NAPOLI – Una vera e propria «carovana» di delfini ha attraversato le acque del Parco Marino di Punta Campanella. Almeno trenta gli esemplari avvistati, ma, probabilmente, i delfini, della specie Tursiope, erano molti di più. Numerose le imbarcazioni da diporto che hanno assistito a questo bellissimo spettacolo della natura. Per circa un’ora la Baia di Ieranto e Punta Campanella – proprio di fronte ai faraglioni di Capri – sono diventate, grazie alla presenza del simpatico mammifero marino, una vera e propria attrazione per i tanti turisti presenti sulle imbarcazioni.

Il grosso branco ha inizialmente circondato il gommone dell’«Area Marina Protetta» di Punta Campanella a largo di Ieranto e i Tursiope hanno dato sfoggio della loro proverbiale abilità con salti e piroette in acqua a pochi metri dall’imbarcazione. Nessun timore neppure quando gli animali si sono avvicinati, pericolosamente, agli aliscafi in movimento nella baia. «Questa gradita “visita” ci riempie di gioia – dichiara soddisfatto il presidente del Parco, Davide Gargiulo – Non è la prima volta che i delfini attraversano le acque dell’area marina protetta di Punta Campanella e questo dimostra come la qualità del mare e la biodiversità abbiano raggiunto livelli ottimal».

Il tursiope è una delle specie maggiormente diffuse di delfini nel mediterraneo. Molto attivo in superficie, effettua frequentemente piroette in acqua e nuota a prua e nelle scie delle barche. Se si avvicinano alle imbarcazioni è consigliabile non incrociarne mai la rotta, procedere lentamente e parallelamente, senza bruschi cambiamenti di direzione e di velocità. Il tursiope varia molto in forma, dimensione e colore da un individuo all’altro e in rapporto alla zona geografica in cui vive.
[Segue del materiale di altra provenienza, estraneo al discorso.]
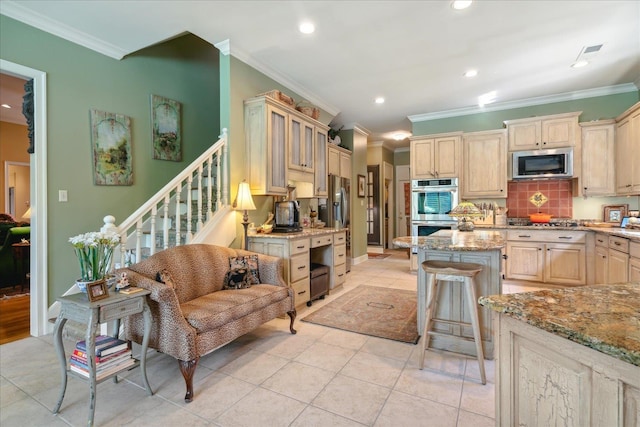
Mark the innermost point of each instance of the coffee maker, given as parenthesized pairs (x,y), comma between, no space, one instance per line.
(287,215)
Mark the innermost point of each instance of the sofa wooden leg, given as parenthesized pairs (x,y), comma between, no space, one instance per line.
(188,368)
(292,314)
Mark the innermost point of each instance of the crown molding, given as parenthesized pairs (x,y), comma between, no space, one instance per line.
(27,16)
(549,99)
(284,80)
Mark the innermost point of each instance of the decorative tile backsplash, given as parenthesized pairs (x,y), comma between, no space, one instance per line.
(558,193)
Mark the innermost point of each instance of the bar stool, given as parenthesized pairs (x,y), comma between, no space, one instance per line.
(462,273)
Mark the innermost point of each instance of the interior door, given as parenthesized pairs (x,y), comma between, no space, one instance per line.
(373,205)
(403,201)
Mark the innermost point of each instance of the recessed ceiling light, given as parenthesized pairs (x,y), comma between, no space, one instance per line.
(487,98)
(579,64)
(307,28)
(461,4)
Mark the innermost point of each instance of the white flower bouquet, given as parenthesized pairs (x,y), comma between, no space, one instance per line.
(94,251)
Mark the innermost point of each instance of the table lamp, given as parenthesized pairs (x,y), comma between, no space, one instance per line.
(244,202)
(465,212)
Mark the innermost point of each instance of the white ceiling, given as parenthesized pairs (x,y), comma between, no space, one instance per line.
(413,53)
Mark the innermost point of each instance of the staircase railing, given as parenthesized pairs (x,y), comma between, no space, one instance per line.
(179,210)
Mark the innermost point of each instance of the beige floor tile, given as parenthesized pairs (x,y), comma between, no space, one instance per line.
(405,410)
(439,387)
(299,381)
(316,417)
(468,419)
(375,369)
(354,399)
(254,367)
(325,356)
(261,408)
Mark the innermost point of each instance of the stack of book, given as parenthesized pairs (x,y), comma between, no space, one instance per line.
(112,356)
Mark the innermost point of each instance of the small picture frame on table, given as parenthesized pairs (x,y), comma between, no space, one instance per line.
(362,185)
(97,291)
(613,214)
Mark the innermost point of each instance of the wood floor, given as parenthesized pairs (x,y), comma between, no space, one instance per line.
(14,318)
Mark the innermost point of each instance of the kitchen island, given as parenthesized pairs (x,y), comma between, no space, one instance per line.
(480,247)
(568,356)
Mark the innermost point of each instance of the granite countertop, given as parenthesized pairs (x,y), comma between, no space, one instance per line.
(306,232)
(454,240)
(613,231)
(603,317)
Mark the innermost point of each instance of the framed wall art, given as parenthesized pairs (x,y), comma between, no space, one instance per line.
(165,125)
(111,143)
(362,185)
(614,213)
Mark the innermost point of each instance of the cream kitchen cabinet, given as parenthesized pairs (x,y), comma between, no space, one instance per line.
(554,131)
(321,167)
(547,256)
(598,159)
(280,145)
(484,164)
(339,161)
(436,156)
(296,259)
(628,152)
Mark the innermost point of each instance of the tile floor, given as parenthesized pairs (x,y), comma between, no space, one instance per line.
(319,377)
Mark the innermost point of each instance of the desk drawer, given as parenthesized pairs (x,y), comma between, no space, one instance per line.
(319,241)
(121,309)
(299,246)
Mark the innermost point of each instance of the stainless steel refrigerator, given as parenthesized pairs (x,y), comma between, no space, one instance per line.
(336,210)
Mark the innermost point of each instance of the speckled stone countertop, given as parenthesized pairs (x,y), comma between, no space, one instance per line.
(306,232)
(603,317)
(454,240)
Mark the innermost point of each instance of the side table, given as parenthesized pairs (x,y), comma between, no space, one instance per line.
(117,306)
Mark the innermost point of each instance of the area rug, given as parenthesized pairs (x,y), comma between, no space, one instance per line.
(372,310)
(377,256)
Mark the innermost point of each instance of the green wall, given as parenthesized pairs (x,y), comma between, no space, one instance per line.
(78,79)
(601,107)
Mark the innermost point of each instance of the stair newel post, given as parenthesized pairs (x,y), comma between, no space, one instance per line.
(189,205)
(223,177)
(152,243)
(209,186)
(199,198)
(165,225)
(178,215)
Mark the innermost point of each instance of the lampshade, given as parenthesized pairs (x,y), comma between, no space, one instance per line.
(243,201)
(466,210)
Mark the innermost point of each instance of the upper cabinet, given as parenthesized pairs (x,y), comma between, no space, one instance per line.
(436,156)
(484,160)
(339,161)
(598,159)
(558,130)
(280,145)
(628,151)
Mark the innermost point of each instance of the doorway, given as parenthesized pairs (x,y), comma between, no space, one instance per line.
(38,305)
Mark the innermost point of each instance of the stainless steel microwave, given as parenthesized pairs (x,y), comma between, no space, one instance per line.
(539,164)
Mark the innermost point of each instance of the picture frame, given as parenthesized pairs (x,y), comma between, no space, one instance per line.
(166,129)
(111,148)
(97,290)
(613,214)
(362,185)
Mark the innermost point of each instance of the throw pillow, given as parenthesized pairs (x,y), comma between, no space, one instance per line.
(248,262)
(163,276)
(237,278)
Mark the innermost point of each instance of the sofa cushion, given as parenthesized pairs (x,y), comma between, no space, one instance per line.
(219,308)
(248,262)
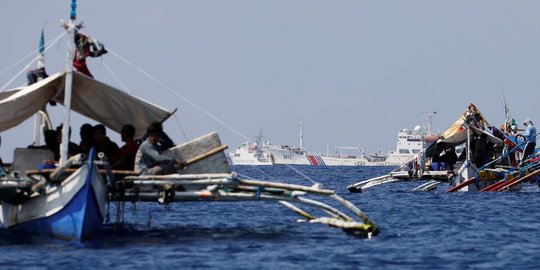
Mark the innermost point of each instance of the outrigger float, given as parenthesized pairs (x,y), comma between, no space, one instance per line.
(502,173)
(70,200)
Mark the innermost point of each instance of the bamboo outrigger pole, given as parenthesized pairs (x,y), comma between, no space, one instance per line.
(69,83)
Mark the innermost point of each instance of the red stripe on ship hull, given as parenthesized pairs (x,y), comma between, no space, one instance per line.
(313,160)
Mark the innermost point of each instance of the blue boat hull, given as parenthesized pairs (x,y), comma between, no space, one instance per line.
(78,220)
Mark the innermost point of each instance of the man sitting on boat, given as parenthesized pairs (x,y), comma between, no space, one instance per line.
(85,46)
(152,161)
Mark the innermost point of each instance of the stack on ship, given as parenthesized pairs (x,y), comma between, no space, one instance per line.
(409,143)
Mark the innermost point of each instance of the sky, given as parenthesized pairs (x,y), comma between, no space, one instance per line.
(354,72)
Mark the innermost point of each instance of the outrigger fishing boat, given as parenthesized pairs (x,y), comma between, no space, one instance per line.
(69,199)
(500,173)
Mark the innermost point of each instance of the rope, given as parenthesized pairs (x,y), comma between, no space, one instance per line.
(181,128)
(28,65)
(300,173)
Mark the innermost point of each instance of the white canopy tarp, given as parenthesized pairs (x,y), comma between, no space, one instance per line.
(93,99)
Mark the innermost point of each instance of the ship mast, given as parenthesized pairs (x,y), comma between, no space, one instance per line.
(428,117)
(69,82)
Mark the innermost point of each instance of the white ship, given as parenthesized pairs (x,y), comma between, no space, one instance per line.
(409,143)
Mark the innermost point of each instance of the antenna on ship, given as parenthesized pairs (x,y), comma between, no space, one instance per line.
(69,82)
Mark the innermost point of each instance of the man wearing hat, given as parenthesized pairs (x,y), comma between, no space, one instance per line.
(530,138)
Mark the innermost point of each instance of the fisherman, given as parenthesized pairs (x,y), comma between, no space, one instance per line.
(124,159)
(530,138)
(102,143)
(152,161)
(87,140)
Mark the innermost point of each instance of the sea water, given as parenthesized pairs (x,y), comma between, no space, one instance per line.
(419,230)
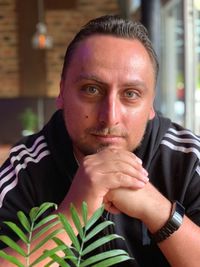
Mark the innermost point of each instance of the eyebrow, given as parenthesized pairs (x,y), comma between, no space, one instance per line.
(91,77)
(95,78)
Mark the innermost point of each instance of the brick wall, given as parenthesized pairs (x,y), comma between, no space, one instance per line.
(62,25)
(9,83)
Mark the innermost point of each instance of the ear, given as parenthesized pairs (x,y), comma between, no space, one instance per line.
(152,113)
(59,99)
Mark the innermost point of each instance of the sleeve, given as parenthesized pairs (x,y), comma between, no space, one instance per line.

In ogni caso sembrano esserci due principali varietà, una costiera più piccola e una più grande e robusta che vive principalmente al largo. Entrambe hanno una colorazione abbastanza complessa, sebbene in alcune condizioni di luce, in mare, appaiano uniformi e di coloro grigio. Le sue caratteristiche principali sono la pinna dorsale scura e prominente accompagnata a un comportamento curioso e attivo.